White vs Black Truffle: Which One Should You Actually Buy?
Stand in front of a shelf of truffle products for the first time and you meet the same fork in the road, every single time. White or black? The labels rarely explain themselves, the prices swing wildly, and the internet is full of people insisting that one is the real truffle and the other is for amateurs. Ignore them. Both are real, both are wonderful, and they are built for completely different jobs.
The good news is that choosing between them is genuinely simple once you know what each one is for. Here is the whole decision, minus the snobbery.
First, what they actually are
Both white and black truffles are the fruiting bodies of underground fungi that grow in partnership with the roots of certain trees. White truffle is Tuber magnatum, the famous Alba truffle from northern Italy. Black truffle is usually Tuber melanosporum, the Périgord truffle, or its milder cousin Tuber aestivum, the summer truffle. They look different, they smell different, and, crucially, they behave very differently the moment they reach a kitchen.
How they taste
White truffle is the loud one. Sharp, pungent, intensely garlicky, with a high, almost cheesy note that seems to fill a room the second it appears. It is the truffle that makes people gasp. Black truffle is the grounded one: deeper and earthier, with notes of cocoa, mushroom, hazelnut and damp forest floor.
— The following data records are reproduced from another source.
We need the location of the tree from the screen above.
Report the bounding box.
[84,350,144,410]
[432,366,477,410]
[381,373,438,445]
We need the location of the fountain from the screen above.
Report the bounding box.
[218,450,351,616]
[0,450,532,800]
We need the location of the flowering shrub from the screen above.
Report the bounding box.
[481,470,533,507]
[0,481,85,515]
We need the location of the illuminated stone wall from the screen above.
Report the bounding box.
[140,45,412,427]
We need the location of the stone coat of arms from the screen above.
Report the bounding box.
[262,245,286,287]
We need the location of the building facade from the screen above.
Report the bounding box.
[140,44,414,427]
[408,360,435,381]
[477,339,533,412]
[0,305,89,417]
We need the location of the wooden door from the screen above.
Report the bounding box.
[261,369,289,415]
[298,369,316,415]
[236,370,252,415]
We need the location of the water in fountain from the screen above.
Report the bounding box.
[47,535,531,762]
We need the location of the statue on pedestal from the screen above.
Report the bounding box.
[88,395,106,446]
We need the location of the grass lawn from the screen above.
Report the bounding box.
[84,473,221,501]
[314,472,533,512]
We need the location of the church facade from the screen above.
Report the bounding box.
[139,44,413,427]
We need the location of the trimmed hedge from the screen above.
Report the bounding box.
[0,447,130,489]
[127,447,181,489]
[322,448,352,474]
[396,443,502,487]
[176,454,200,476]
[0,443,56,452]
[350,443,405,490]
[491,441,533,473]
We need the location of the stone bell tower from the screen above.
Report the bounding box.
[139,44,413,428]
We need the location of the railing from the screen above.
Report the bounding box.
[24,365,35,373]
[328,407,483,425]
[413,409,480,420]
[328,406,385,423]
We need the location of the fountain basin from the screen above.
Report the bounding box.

It is rounder, warmer, and far easier to fall for on a first encounter.
If white truffle is a soprano hitting a high note, black truffle is a cello in a quiet room. Most people find black the more comfortable everyday companion and save white for the occasional showstopper.
How you actually use them
This is where the real difference lives, and where most buying decisions should be made.
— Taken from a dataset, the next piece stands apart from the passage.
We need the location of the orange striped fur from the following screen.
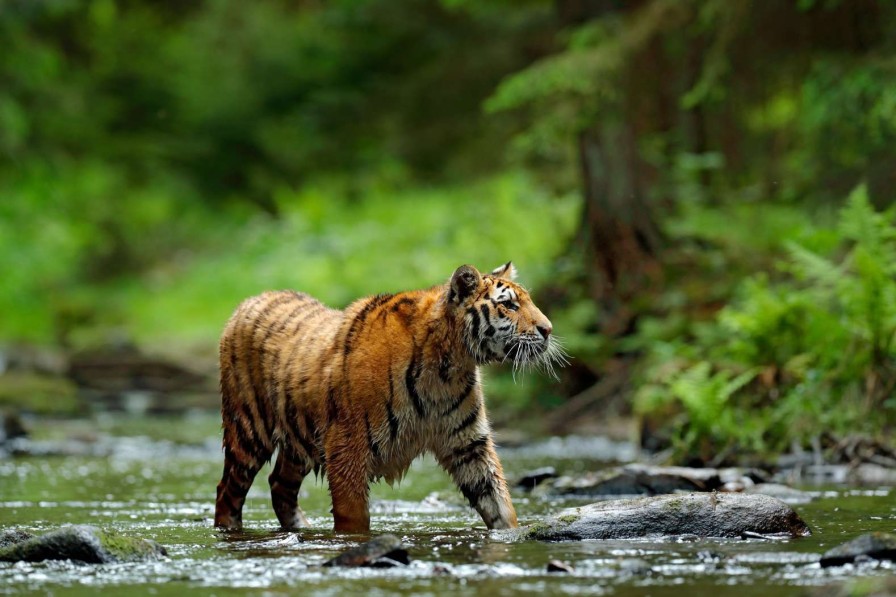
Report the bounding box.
[214,262,559,533]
White truffle is almost never cooked. Its aroma is so volatile that heat scatters it in seconds, so it is shaved raw at the very end, over warm pasta, risotto or eggs, where it blooms into the air. In product form, that delicate, heady quality is best captured in a finishing oil. A few drops of White Truffle Oil over a finished dish give you that white-truffle drama without the eye-watering price of the fresh tuber.
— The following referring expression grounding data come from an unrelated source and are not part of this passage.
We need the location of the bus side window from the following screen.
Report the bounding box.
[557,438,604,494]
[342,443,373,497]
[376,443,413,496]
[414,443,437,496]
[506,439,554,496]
Black truffle is more robust. It still dislikes a screaming hot pan, but it holds up beautifully folded into fats and gentle warmth, which is why it is the truffle of choice for condiments and sauces. It is the truffle inside Ultimate Truffle Mayo, Gourmet Truffle Mustard, Black Truffle Hot Sauce and Ultimate Truffle Pasta Sauce, where its earthiness has something to cling to.
Why white usually costs more
White truffle is rarer, more seasonal and impossible to farm reliably, so it commands the higher price. That is why white-truffle products tend to be oils and infusions, where a little goes a very long way, while black truffle, more available and more heat-tolerant, turns up across a whole range of everyday jars and bottles. Neither is better. They simply sit at different points on the scale of drama and price. (Our earlier piece on why truffles are so expensive goes much deeper on the economics, if you want the full story.)
So, which should you buy?
Here is the short version.
Buy white, in the form of oil, if you want a finishing flourish: the drizzle over pasta, eggs or risotto that makes a plate smell like a Piedmont autumn. Reach for White Truffle Oil and use it raw, off the heat, at the table.
Buy black if you want truffle woven into everyday food: the mayo in your burger, the mustard on your board, the sauce on your weeknight pasta. Black truffle products do the quiet, daily work, and they do most of it for under a tenner a jar.
And if you cannot choose, you are in very good company, because most truffle lovers end up wanting both. The Truffle Starter Pack is the tidy way to get there, pairing white truffle oil with black truffle mayo and our versatile Signature Truffle Dust, a porcini-and-black-truffle blend that goes on almost anything. It is the simplest way to taste the full range and work out which side of the divide you fall on.
The truth nobody selling you a single jar will admit is that white versus black was never really a competition. One is for the moment you want to show off. The other is for every other day of the week. A good truffle shelf, in the end, has room for both.